« Cette collection s’inspire de l’anatomie féminine, de la reine Elizabeth I, de la rose rouge sang et de Magdalena Abakanowicz, une artiste transgressive et puissante qui a refusé de compromettre sa vision. Ce défilé est dédié à Lee Alexander McQueen, dont le souhait a toujours été de donner du pouvoir aux femmes, ainsi qu’à la passion, au talent et à la fidélité de mon équipe », a sobrement écrit dans sa note d’intention du défilé Alexander McQueen printemps-été 2024, la directrice artistique Sarah Burton. Après 26 ans au sein de la maison, voilà qu’elle la quitte, sans pour autant en avoir donné les raisons. C’est le samedi 30 septembre 2023, au Carreau du Temple décoré des sculptures textiles vulvaires de l’artiste polonaise Magdalena Abakanowicz, qu’a donc eu lieu ce chant de cygne de la créatrice en forme d’ode à la féminité, tant célébrée par le fondateur de la maison qu’elle a remplacé suite à son décès en 2010.
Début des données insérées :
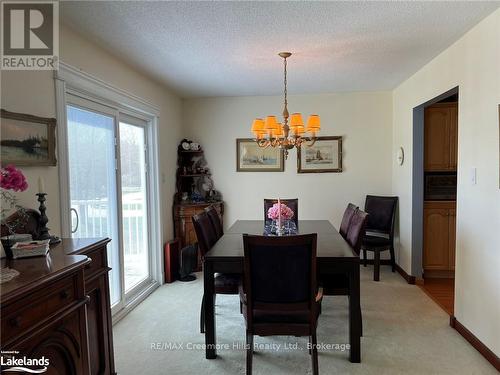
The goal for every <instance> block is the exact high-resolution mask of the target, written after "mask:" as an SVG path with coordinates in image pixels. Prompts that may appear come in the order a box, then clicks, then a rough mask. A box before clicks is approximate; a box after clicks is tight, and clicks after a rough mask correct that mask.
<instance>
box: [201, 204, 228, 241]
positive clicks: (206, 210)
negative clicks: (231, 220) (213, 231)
mask: <svg viewBox="0 0 500 375" xmlns="http://www.w3.org/2000/svg"><path fill="white" fill-rule="evenodd" d="M205 212H206V213H207V215H208V217H209V218H210V222H211V223H212V226H213V228H214V231H215V234H216V236H217V238H221V237H222V236H223V235H224V229H223V227H222V221H221V219H220V216H219V213H218V212H217V209H216V208H215V207H214V206H212V205H210V206H208V207H207V208H205Z"/></svg>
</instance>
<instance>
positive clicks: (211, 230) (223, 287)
mask: <svg viewBox="0 0 500 375" xmlns="http://www.w3.org/2000/svg"><path fill="white" fill-rule="evenodd" d="M192 221H193V226H194V231H195V233H196V238H197V239H198V248H199V250H200V255H201V258H202V260H203V259H204V258H205V254H206V253H207V252H208V251H209V250H210V249H211V248H212V246H213V245H214V244H215V243H216V242H217V240H218V238H217V235H216V233H215V230H214V228H213V226H212V222H211V221H210V218H209V216H208V214H207V213H206V212H202V213H200V214H198V215H194V216H193V217H192ZM240 282H241V276H240V275H238V274H231V273H217V274H216V275H215V283H214V287H215V294H216V295H217V294H238V286H239V284H240ZM200 332H201V333H204V332H205V296H203V298H202V301H201V311H200Z"/></svg>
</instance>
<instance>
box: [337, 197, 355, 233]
mask: <svg viewBox="0 0 500 375" xmlns="http://www.w3.org/2000/svg"><path fill="white" fill-rule="evenodd" d="M357 209H358V206H356V205H354V204H352V203H349V204H348V205H347V208H346V209H345V211H344V216H342V222H341V223H340V229H339V233H340V235H341V236H342V237H344V239H345V238H346V236H347V231H348V230H349V223H350V222H351V218H352V217H353V215H354V213H355V212H356V210H357Z"/></svg>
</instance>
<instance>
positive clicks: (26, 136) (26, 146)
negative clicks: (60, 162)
mask: <svg viewBox="0 0 500 375" xmlns="http://www.w3.org/2000/svg"><path fill="white" fill-rule="evenodd" d="M0 127H1V129H0V134H1V139H0V145H1V154H0V158H1V162H2V165H6V164H15V165H16V166H39V165H48V166H51V165H56V149H55V145H56V140H55V128H56V119H54V118H45V117H37V116H32V115H27V114H23V113H15V112H8V111H5V110H3V109H2V111H1V121H0Z"/></svg>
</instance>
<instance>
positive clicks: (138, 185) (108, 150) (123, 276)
mask: <svg viewBox="0 0 500 375" xmlns="http://www.w3.org/2000/svg"><path fill="white" fill-rule="evenodd" d="M66 114H67V122H68V127H67V129H68V131H67V134H68V155H69V158H68V159H69V160H68V161H69V177H70V178H69V181H70V186H69V192H70V205H71V206H70V207H71V214H72V216H71V218H72V229H71V232H72V236H73V237H75V238H90V237H109V238H111V239H112V241H111V243H110V245H109V246H108V262H109V264H110V267H111V268H112V271H111V273H110V295H111V305H112V308H113V310H114V311H116V310H119V309H121V308H122V307H123V306H124V305H125V304H126V303H127V301H128V300H130V299H131V298H132V297H133V296H134V295H137V294H138V293H140V292H141V291H142V290H143V289H144V288H146V287H147V285H148V284H149V283H150V281H151V256H150V249H151V246H150V239H149V237H148V229H149V220H148V211H149V209H150V208H149V204H150V200H149V193H148V192H149V188H148V182H147V181H148V178H147V177H148V170H147V168H148V166H147V160H149V159H148V154H147V153H148V147H147V141H148V140H147V122H146V121H144V120H143V119H140V118H138V117H137V118H136V117H134V116H131V115H129V114H124V113H121V112H119V111H118V110H116V109H114V108H111V107H107V106H104V105H101V104H98V103H95V102H93V101H90V100H87V99H83V98H80V97H77V96H72V95H68V99H67V107H66Z"/></svg>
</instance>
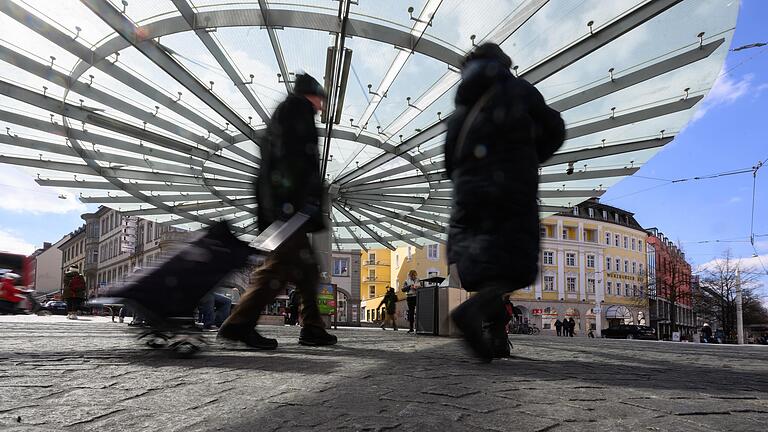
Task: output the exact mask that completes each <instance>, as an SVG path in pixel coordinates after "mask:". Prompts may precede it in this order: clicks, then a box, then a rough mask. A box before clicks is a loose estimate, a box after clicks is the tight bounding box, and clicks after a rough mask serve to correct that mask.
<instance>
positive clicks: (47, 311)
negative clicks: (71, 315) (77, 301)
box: [39, 300, 67, 315]
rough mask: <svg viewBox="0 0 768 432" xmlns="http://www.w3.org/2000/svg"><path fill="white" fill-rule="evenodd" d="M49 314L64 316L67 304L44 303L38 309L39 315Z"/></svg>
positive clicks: (66, 313)
mask: <svg viewBox="0 0 768 432" xmlns="http://www.w3.org/2000/svg"><path fill="white" fill-rule="evenodd" d="M45 312H48V313H51V314H53V315H66V314H67V302H63V301H58V300H52V301H49V302H45V304H43V307H42V308H40V312H39V313H45Z"/></svg>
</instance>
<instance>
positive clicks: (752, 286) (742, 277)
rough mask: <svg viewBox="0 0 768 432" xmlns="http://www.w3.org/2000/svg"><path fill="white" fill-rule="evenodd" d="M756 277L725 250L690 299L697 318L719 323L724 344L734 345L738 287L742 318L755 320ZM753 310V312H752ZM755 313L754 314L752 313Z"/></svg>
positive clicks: (703, 277) (705, 274)
mask: <svg viewBox="0 0 768 432" xmlns="http://www.w3.org/2000/svg"><path fill="white" fill-rule="evenodd" d="M758 280H759V279H758V273H756V272H754V270H753V269H751V268H747V267H744V266H742V264H741V261H740V260H738V259H735V258H734V257H732V256H731V251H730V250H727V251H725V253H724V254H723V257H722V258H720V259H718V260H716V261H715V262H714V263H713V264H712V265H710V266H708V267H707V268H706V269H705V270H704V274H703V277H702V278H701V281H700V289H698V290H697V292H696V296H695V298H694V300H695V305H696V310H697V311H698V312H699V314H700V315H701V316H704V317H710V318H711V319H713V320H716V321H717V322H719V323H720V325H721V326H722V329H723V333H724V334H725V337H726V340H727V341H734V340H735V335H736V331H737V329H736V293H737V289H738V286H739V284H740V285H741V292H742V299H746V301H742V310H743V311H744V314H745V316H752V315H757V316H759V313H760V311H759V310H758V308H759V307H762V305H761V304H760V302H759V300H757V299H758V296H757V292H756V290H757V288H758V287H759V286H760V284H759V283H758ZM753 310H754V311H753ZM752 312H755V313H752Z"/></svg>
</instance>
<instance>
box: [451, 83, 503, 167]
mask: <svg viewBox="0 0 768 432" xmlns="http://www.w3.org/2000/svg"><path fill="white" fill-rule="evenodd" d="M498 88H499V84H498V83H496V84H494V85H493V86H491V88H489V89H488V90H486V91H485V93H483V95H482V96H480V99H478V100H477V102H475V104H474V105H472V109H471V110H470V111H469V114H467V116H466V117H465V118H464V123H462V125H461V130H460V131H459V137H458V139H457V140H456V148H455V149H454V151H453V159H454V161H458V160H459V159H458V158H459V155H460V154H461V150H462V148H463V147H464V141H466V140H467V134H468V133H469V128H470V126H472V123H474V122H475V120H476V118H477V116H478V114H480V110H482V109H483V107H484V106H485V104H486V103H487V102H488V100H489V99H490V98H491V96H493V95H494V94H496V91H497V90H498Z"/></svg>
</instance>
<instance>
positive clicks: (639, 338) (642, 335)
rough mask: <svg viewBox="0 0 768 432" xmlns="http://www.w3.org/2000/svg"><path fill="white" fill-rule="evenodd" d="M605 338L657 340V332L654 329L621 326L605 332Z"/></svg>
mask: <svg viewBox="0 0 768 432" xmlns="http://www.w3.org/2000/svg"><path fill="white" fill-rule="evenodd" d="M602 335H603V337H604V338H613V339H649V340H656V330H655V329H654V328H653V327H648V326H641V325H634V324H621V325H618V326H614V327H610V328H607V329H605V330H603V332H602Z"/></svg>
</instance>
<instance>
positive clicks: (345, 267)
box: [333, 258, 349, 276]
mask: <svg viewBox="0 0 768 432" xmlns="http://www.w3.org/2000/svg"><path fill="white" fill-rule="evenodd" d="M333 275H334V276H349V258H334V259H333Z"/></svg>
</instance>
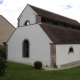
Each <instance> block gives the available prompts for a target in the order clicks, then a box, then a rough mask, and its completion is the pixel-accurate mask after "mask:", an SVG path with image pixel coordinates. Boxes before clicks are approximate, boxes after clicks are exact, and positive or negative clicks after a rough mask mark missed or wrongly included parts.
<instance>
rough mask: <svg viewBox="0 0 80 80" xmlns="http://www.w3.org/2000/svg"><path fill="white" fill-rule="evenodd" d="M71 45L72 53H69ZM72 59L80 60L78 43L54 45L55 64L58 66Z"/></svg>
mask: <svg viewBox="0 0 80 80" xmlns="http://www.w3.org/2000/svg"><path fill="white" fill-rule="evenodd" d="M70 47H73V49H74V53H69V54H68V52H69V48H70ZM74 61H80V44H64V45H56V65H58V66H60V65H63V64H67V63H70V62H74Z"/></svg>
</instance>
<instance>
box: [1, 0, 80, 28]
mask: <svg viewBox="0 0 80 80" xmlns="http://www.w3.org/2000/svg"><path fill="white" fill-rule="evenodd" d="M27 4H30V5H33V6H36V7H40V8H42V9H45V10H48V11H51V12H54V13H57V14H60V15H63V16H66V17H69V18H72V19H75V20H77V21H78V22H80V0H0V15H3V16H4V17H5V18H6V19H7V20H8V21H9V22H10V23H11V24H12V25H14V26H15V27H17V18H18V16H19V14H20V13H21V12H22V10H23V9H24V7H25V6H26V5H27Z"/></svg>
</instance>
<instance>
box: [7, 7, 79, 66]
mask: <svg viewBox="0 0 80 80" xmlns="http://www.w3.org/2000/svg"><path fill="white" fill-rule="evenodd" d="M36 15H37V13H36V12H35V11H34V10H33V9H32V8H31V7H30V6H29V5H27V7H25V9H24V10H23V12H22V13H21V14H20V16H19V17H18V20H20V22H19V27H18V28H17V29H16V30H15V32H14V34H13V35H12V36H11V38H10V39H9V41H8V42H7V44H8V60H12V61H17V62H24V63H31V64H33V63H34V62H35V61H41V62H42V63H43V65H48V66H51V49H50V46H51V45H50V43H54V42H52V41H51V40H50V38H49V37H48V36H47V34H46V33H45V32H44V30H43V29H42V28H41V27H40V25H39V24H36ZM26 20H29V21H30V25H28V26H24V23H25V21H26ZM24 40H29V58H24V57H22V53H23V52H22V48H23V41H24ZM53 45H54V44H53ZM55 46H56V47H55V48H54V49H56V52H55V55H56V65H57V66H58V68H59V67H60V65H64V64H67V63H70V62H74V61H80V44H60V45H59V44H55ZM70 47H73V49H74V52H73V53H68V52H69V48H70ZM53 52H54V51H53ZM53 57H54V56H53Z"/></svg>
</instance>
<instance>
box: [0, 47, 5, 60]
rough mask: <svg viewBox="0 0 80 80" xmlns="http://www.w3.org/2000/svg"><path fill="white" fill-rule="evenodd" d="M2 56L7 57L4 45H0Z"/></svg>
mask: <svg viewBox="0 0 80 80" xmlns="http://www.w3.org/2000/svg"><path fill="white" fill-rule="evenodd" d="M0 56H2V57H3V58H4V59H6V49H5V47H4V46H0Z"/></svg>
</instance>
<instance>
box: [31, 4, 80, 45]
mask: <svg viewBox="0 0 80 80" xmlns="http://www.w3.org/2000/svg"><path fill="white" fill-rule="evenodd" d="M30 7H31V8H32V9H33V10H34V11H35V12H36V13H38V15H40V16H45V17H48V18H51V19H55V20H58V21H62V22H66V23H68V24H71V25H77V26H78V27H80V23H78V22H77V21H76V20H73V19H69V18H67V17H63V16H60V15H58V14H55V13H52V12H48V11H45V10H43V9H40V8H37V7H34V6H31V5H30ZM40 26H41V28H42V29H43V30H44V31H45V33H46V34H47V35H48V37H49V38H50V39H51V40H52V41H53V43H55V44H80V30H75V29H70V28H67V27H62V26H59V25H54V24H48V23H43V22H42V24H40Z"/></svg>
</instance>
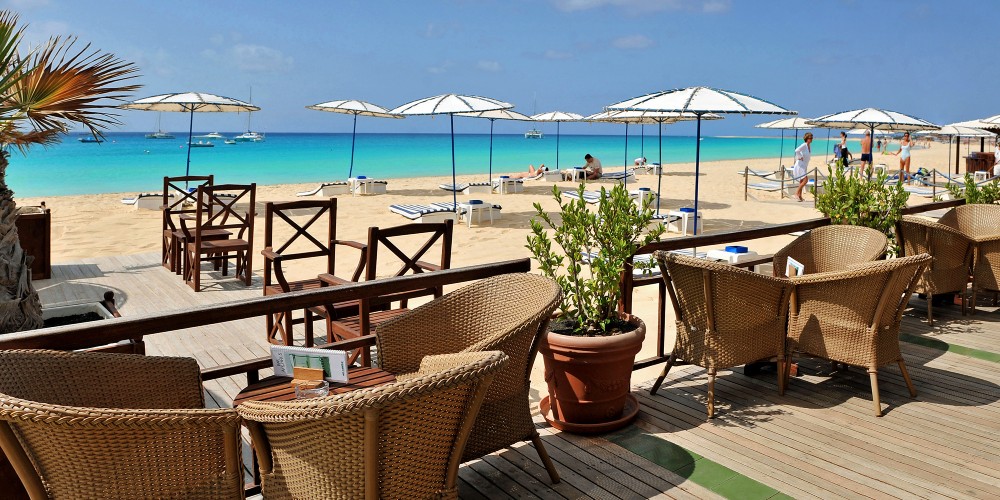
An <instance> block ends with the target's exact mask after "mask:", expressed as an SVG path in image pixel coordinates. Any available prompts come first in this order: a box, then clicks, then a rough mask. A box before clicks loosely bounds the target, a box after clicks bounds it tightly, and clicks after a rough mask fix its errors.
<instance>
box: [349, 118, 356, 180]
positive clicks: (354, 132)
mask: <svg viewBox="0 0 1000 500" xmlns="http://www.w3.org/2000/svg"><path fill="white" fill-rule="evenodd" d="M357 139H358V114H357V113H354V130H352V131H351V169H350V170H348V171H347V178H348V179H350V178H351V177H354V142H355V141H357Z"/></svg>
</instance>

Le défilé Alexander McQueen printemps-été 2024 était le dernier de Sarah Burton pour la maison
Comme toujours pour un défilé, la première silhouette doit donner le ton de toute la collection, et c’est Kaia Gerber (fille de Cindy Crawford) qui l’a incarné dans une petite robe noire à la coupe sablier, découpée à la verticale le long de la poitrine et des épaules, comme si elle venait d’être lacérée. Des baleines la corsettent, tandis qu’un laçage rouge sang la structure tout le long de la colonne vertébrale dans le dos.
Suivent d’autres passages qui reprennent des thèmes chers à la maison, et même des pièces déjà abordées par le passé, présentées cette fois dans une version encore plus radicale. Ici, des bustiers en cuir rigide et à basques, sur des jupes tout en franges horizontales (le 2e passage, couleur or, pouvait évoquer de la bile) qui dévoilent les jambes par leurs interstices. Là, des tailleurs-pantalons noirs à la coupe chirurgicale, ornée de fils qui forment une traînée rouge sang se terminant par des franges le long d’une manche et de la jambe (look 3).
Un hommage viscéral de Sarah Burton pour Lee Alexander McQueen et les femmes
Une variation autour de la rose, emblème britannique, tantôt s’imprime sur une robe ou un costume sanguinolent (7, 17, 19, 33, et 41), tantôt se matérialise par des pétales surdimensionnées placées verticalement de manière à créer des robes-vulves sublimées par le mouvement de la démarche (40 et 42). Deux passages (22 et 23) relevaient de prouesses de maille blanche formant une sorte d’exosquelette fleuri, douillet et fascinant (22 et 23). Le 37e look ressemblait au premier, sauf que le décolleté vertical s’ornait cette fois de broderies dorées, comme si cette plaie saignait de l’or, rappelant la pratique du kintsugi (méthode japonaise de réparation des porcelaines ou céramiques brisées au moyen de laque saupoudrée de poudre d’or, symbolisant la résilience), ou des représentations religieuses. Enfin, la supermodèle Naomi Campbell, aussi proche du défunt fondateur que de celle qui lui a succédé, Sarah Burton, a clôturé le défilé dans ce désormais fameux bustier à basques sur une jupe à franges horizontales, cette fois complètement argenté.
C’est donc un hommage tout en or, argent, et évocations viscérales qu’a rendu Sarah Burton à Lee Alexander McQueen mais aussi aux femmes pour son tout dernier défilé à la tête de la maison qui appartient au groupe Kering. Nul ne sait où la créatrice britannique ira, encore moins qui la remplacera. À noter que si un homme la remplace, alors tous les postes de direction artistique du conglomérat de luxe seraient occupés par des hommes. De quoi rendre cette ode à la féminité encore plus significative.